Similarly, “Gentle & Soft: The Story of the Blue Jean Committee, Parts 1 & 2” is a double episode telling the story of a 1970s soft-rock band, which eerily echoes the story of The Eagles, as told in the 2013 documentary by Alison Ellwood.
Most remarkably, the creators manage to fill each episode with jokes that are accessible to viewers who are not aware of the ‘source’ material. Even if you haven’t seen “A League of Ordinary Gentlemen” – a 2006 PBS documentary about a professional bowling league – you will laugh at “Any Given Saturday Afternoon.”
The authenticity of “Documentary Now!” is augmented by a long list of guest stars, some of whom appear as themselves (or exaggerated versions of themselves) and some of whom play characters in the “Documentary Now!” Perhaps the best performances was given by Cate Blanchett, who portrays avant-garde artist Izabella Barta in “Waiting for the Artist,” a painfully accurate parody of “Marina Abramovic´: The Artist is Present.” Some of the scenes in the “Documentary Now!” version are caricatures of near-identical scenes in the original.

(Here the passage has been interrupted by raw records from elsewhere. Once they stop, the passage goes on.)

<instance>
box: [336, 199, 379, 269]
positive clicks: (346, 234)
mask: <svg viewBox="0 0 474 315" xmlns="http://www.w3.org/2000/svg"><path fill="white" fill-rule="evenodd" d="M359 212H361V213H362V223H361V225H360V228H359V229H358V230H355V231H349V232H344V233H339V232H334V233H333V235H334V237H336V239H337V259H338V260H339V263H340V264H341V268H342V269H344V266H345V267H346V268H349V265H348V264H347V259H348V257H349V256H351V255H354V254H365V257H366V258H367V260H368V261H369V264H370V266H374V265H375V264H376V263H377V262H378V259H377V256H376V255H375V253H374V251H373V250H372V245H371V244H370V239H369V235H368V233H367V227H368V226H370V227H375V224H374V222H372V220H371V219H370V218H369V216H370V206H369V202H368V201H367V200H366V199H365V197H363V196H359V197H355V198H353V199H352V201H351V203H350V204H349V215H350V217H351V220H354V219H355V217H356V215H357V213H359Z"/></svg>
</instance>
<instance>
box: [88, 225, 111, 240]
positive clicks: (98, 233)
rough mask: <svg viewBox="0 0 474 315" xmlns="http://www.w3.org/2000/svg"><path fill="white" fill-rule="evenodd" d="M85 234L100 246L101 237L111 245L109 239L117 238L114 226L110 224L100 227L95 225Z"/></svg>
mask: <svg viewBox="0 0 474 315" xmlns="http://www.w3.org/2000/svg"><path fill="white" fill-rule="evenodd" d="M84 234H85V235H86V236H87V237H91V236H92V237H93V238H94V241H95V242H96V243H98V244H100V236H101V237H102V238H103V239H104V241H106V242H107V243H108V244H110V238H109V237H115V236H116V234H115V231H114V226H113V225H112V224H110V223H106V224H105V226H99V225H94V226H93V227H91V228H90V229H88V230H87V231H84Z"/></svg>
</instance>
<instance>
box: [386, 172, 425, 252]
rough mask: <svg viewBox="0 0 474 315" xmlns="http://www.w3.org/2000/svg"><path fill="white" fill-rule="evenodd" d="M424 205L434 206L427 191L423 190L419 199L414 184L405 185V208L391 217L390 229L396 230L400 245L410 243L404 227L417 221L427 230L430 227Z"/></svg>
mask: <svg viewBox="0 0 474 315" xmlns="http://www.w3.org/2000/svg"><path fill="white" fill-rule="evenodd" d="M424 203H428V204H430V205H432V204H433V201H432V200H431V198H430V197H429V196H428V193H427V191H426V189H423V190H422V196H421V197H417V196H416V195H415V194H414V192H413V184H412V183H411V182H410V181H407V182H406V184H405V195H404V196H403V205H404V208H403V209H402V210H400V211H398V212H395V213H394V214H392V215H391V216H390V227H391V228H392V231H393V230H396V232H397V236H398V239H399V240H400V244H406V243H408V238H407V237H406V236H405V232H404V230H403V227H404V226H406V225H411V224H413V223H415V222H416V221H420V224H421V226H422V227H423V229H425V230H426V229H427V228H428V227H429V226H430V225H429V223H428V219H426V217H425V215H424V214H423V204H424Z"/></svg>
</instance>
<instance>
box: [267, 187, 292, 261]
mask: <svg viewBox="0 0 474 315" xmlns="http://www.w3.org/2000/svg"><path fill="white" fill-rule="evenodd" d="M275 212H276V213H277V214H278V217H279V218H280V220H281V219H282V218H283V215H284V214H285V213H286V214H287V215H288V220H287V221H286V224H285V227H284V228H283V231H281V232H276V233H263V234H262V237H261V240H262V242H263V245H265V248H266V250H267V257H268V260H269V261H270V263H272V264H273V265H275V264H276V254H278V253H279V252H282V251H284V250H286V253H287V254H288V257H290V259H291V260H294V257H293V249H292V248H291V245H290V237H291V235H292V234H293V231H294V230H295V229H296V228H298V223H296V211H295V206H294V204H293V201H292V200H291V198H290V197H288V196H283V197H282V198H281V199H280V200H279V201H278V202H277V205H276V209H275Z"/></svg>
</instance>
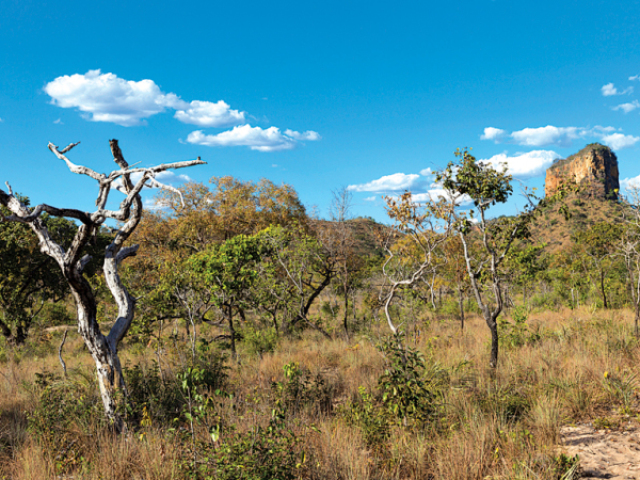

In “Batshit Valley,” the two-part episode which launched Season 3 (sorry, Season 52), Owen Wilson and Michael Keaton put in star performances, while in “Mr. Runner Up: My Life as an Oscar Bridesmaid” (based, very loosely, on Robert Evans’ “The Kid Stays in the Picture”) the guest cast includes Peter Bogdanovich, Faye Dunaway, Mia Farrow, Peter Fonda, and Anne Hathaway – all appearing as themselves.
Perhaps most impressive of all – beyond the gags, the hilarious premises and the fine writing – is the accuracy with which “Documentary Now!” recreates the style of each of its ‘victims.’ “Kunuk Uncovered,” for example, combines ancient-looking footage in the style of its inspiration, the aforementioned “Nanook of the North,” with contemporary interviews with its subjects. “DRONEZ: The Hunt for El Chingon,” which is a parody of every VICE News documentary rolled into one, uses the same garish graphics as VICE, the same narrative style and the same shaky, handheld cameras. If it were not for the absurd premise and the incessant jokes, it would be easy to confuse the pastiche for the original. When the filmmakers enter the house of a victim of El Chingon, a fictitious drug lord in Mexico, they warn viewers that “the poverty you are about to see may be disturbing to your first-world sensibilities.” The camera then cuts to a television set in the corner of the room and one of the filmmakers points to “a first-generation PlayStation.”
Given the rise in popularity of ‘true crime’ documentaries and podcasts, there would appear to be plenty of material for the “Documentary Now!” team to get their teeth into in Season 4. When IFC ordered a new season, Meyers responded by saying that, “This has, and will always be, a cash grab. There’s money in hyper-specific fake documentaries which is why we keep making them.” Like “Documentary Now!” itself, we can only assume that was a joke.